Friday, March 23, 2018

The Spring



March 19th


Just a few days ago we were floating in a hot spring, rusty, opaque, iron-rich, tasting of blood, flowing from deep in the earth. I felt buoyant, safe. I carried Ash, the baby in the womb between us. We, its parents, curled around it, felt we were in turn held in a kind of womb, the warm water sanguine and close, an echo of when we were yet to be born. In this place where my ancestors were born and were parents and died.

For humanity to exist there has been our unbroken chain of life, the blending of sex, sperm and egg, the child growing in the living mother. In our culture we think of each person as separate and distinct, but there is this unbreakable link between us and the life we grew from, what created us, and the future, the life we create. Jeffers’ ever-returning waves of grass, equaling the life of a mountain. One conscious note in the sweep of the perdurable. What John Berger calls the dead, not absent but surrounding everything we do, our most basic context.

So on that small wild island, outcrop of volcanic rock thrusting out of the Atlantic, I felt both foreign and native. The land I have grown from, that made me, by food, air, scent and sight, is the California coast, and in my blood, my genes, this wave of life through time that is my ancestry, is this volcanic soil, this ocean wind, these island forests thick with bird song. The blood of beef cattle, the thick pasture grass.

Over and over the wild diving cliffs and crashing breakers reminded me of Big Sur, and so I started to see the connection as more than accidental. With this place in my blood maybe I was ready to love Big Sur and also made ready to hear Jeffers’ words. Then I was equally ready to read and write for the Dark Mountain Project, that takes its name from Jeffers’ poem, thinks with his inhumanist perspective.

Ash and I married, and at the center of the ceremony was that ethos of integrating us two into one, into our humanity in the fabric of land and place. Then we conceived a child, further integrating, placing us in the wave of humanity through time.

And then we heard of a class through Dark Mountain, on the other side of the world, and we both thought, It’s time. And if we were to attend this class, in Europe, then it only made sense to visit our ancestral homelands.

Nothing overly mystical, no unseen forces acting, merely life feeling itself moving in its circles, returning to its origins. Feeling again the safety and buoyancy of the womb, even while growing a new life. Tasting the basalt, the iron, the sulfur, the salt spray, the fermenting humid grass. My conscious mind not very much involved, as though the life in me had made the plan itself.

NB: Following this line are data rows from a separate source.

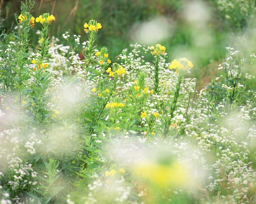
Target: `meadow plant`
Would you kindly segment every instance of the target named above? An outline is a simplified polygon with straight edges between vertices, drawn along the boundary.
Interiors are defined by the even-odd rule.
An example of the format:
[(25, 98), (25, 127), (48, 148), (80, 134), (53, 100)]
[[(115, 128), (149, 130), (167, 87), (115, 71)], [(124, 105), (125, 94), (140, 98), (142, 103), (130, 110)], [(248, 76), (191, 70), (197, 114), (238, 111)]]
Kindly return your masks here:
[(112, 63), (95, 20), (88, 40), (66, 32), (69, 45), (58, 45), (54, 16), (32, 16), (34, 3), (1, 47), (2, 203), (255, 201), (255, 54), (227, 48), (220, 75), (198, 93), (192, 62), (169, 61), (160, 44), (131, 45)]

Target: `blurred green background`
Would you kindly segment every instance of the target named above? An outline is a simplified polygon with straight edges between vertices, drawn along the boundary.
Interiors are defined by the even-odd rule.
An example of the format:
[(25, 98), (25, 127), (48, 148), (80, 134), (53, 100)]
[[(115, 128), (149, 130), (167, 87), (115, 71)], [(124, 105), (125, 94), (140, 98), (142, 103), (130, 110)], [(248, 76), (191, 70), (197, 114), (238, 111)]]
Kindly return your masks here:
[[(21, 1), (1, 0), (2, 20), (9, 34), (5, 43), (12, 40), (14, 15), (19, 14)], [(255, 27), (250, 22), (254, 21), (255, 7), (255, 0), (36, 0), (32, 14), (35, 17), (45, 12), (53, 14), (56, 20), (51, 36), (64, 45), (67, 42), (62, 34), (67, 31), (71, 36), (80, 35), (81, 42), (86, 40), (83, 24), (96, 20), (102, 28), (96, 43), (99, 49), (108, 48), (112, 62), (130, 44), (160, 43), (166, 47), (168, 62), (184, 57), (192, 61), (189, 76), (198, 78), (200, 88), (216, 75), (226, 46), (244, 50), (256, 47), (252, 42)], [(40, 28), (36, 24), (30, 34), (32, 44), (37, 44), (35, 32)], [(77, 52), (82, 50), (79, 47)], [(153, 60), (150, 55), (146, 58)]]

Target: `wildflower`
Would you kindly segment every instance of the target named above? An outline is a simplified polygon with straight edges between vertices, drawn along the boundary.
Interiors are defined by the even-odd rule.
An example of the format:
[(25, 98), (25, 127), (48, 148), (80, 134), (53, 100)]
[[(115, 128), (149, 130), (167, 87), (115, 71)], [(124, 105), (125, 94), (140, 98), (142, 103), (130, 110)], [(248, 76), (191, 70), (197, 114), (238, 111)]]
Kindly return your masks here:
[(122, 168), (121, 169), (120, 169), (120, 170), (119, 170), (119, 172), (121, 173), (124, 174), (125, 173), (125, 170), (123, 168)]
[(84, 24), (84, 27), (85, 28), (88, 28), (88, 27), (89, 27), (89, 25), (88, 25), (87, 23), (85, 23)]
[(112, 108), (117, 107), (118, 106), (118, 104), (117, 103), (111, 103), (111, 107)]
[(107, 103), (106, 106), (105, 106), (106, 108), (109, 108), (111, 107), (111, 104), (110, 103)]
[(29, 20), (29, 23), (31, 25), (32, 28), (34, 28), (34, 26), (35, 25), (35, 18), (33, 16), (32, 16)]
[(125, 105), (122, 103), (117, 103), (117, 105), (118, 107), (121, 106), (122, 107), (125, 106)]
[(41, 39), (39, 39), (39, 40), (38, 40), (38, 42), (40, 44), (42, 44), (43, 43), (43, 42), (44, 41), (44, 38), (41, 38)]
[(47, 17), (47, 21), (49, 21), (50, 23), (51, 23), (53, 20), (55, 20), (55, 17), (53, 16), (53, 15), (51, 15)]
[(36, 22), (40, 22), (41, 23), (42, 23), (45, 21), (45, 18), (42, 18), (42, 15), (40, 15), (39, 17), (38, 17), (35, 19)]
[(98, 30), (99, 29), (100, 29), (102, 28), (102, 26), (101, 26), (101, 24), (100, 23), (97, 23), (97, 24), (96, 25), (96, 29), (95, 30), (96, 30), (96, 31), (98, 31)]
[(170, 69), (182, 69), (184, 67), (183, 65), (180, 63), (177, 60), (175, 59), (173, 60), (171, 64), (169, 66), (169, 68)]
[(148, 87), (146, 87), (145, 88), (144, 88), (144, 89), (143, 89), (143, 92), (144, 93), (144, 94), (146, 94), (147, 93), (147, 90), (148, 90), (148, 89), (149, 88)]
[(123, 74), (126, 73), (126, 71), (125, 71), (125, 70), (123, 68), (123, 67), (121, 66), (119, 69), (116, 71), (116, 73), (119, 74), (120, 76), (122, 76)]
[(26, 20), (27, 19), (27, 17), (25, 17), (24, 16), (23, 16), (22, 14), (20, 14), (19, 16), (19, 17), (18, 17), (18, 19), (19, 19), (19, 22), (20, 23), (24, 20)]
[(142, 118), (147, 117), (147, 112), (146, 112), (145, 111), (144, 113), (142, 112), (141, 112), (141, 116)]
[(140, 90), (140, 86), (134, 86), (134, 88), (135, 89), (135, 90), (136, 91), (138, 91), (139, 90)]
[(156, 118), (157, 118), (159, 115), (159, 114), (158, 113), (154, 113), (154, 116)]
[(90, 25), (89, 26), (89, 31), (95, 31), (95, 30), (96, 30), (96, 27), (94, 25)]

Now we have come to England, and this place is in my blood too, though not so recently. Like a more distant memory, more vague. To compound this feeling, we are moving through the surreal spaces of aircraft, terminals, hotels, expressways. As if moving as far and as fast as we have were not enough, these spaces seem designed to displace. Or perhaps they merely reflect what is inherent in them, this unrooted passage of multitudes, shuffling from chair to chair, catapulted ahead by the flame-out of fossil fuel.

To look at us now you’d think we grew from this black muck, that makes all we have from clothes to walls to vehicles and their energy to fertilizer for crops. This toxic ooze from deep in the earth that nevertheless has a rich irresistible flame.

We ride south on the bus, through the Midlands. Not much different in this careening passage from California’s great valley in winter: bare oaks, green pasture, wide band of highway full of cars, close gray clouds. Swallow-tailed hawks, high tension lines bowing over the trees, the bare trees full of crows and mistletoe. A blue heron flapping away. Damaged landscapes, digging machines, great mounds of earth or crumpled metal, great edifices of industry. Also like the Azores, the hills parceled out by stone walls and hedgerows, spaces for human use.

We have not truly landed; we are in another country but we are not here yet. It requires walking the land, drinking the water. We are still in that womb-like pool, floating, looking up to see the native hawks wheel, their white underwings, the birds for which those islands were named.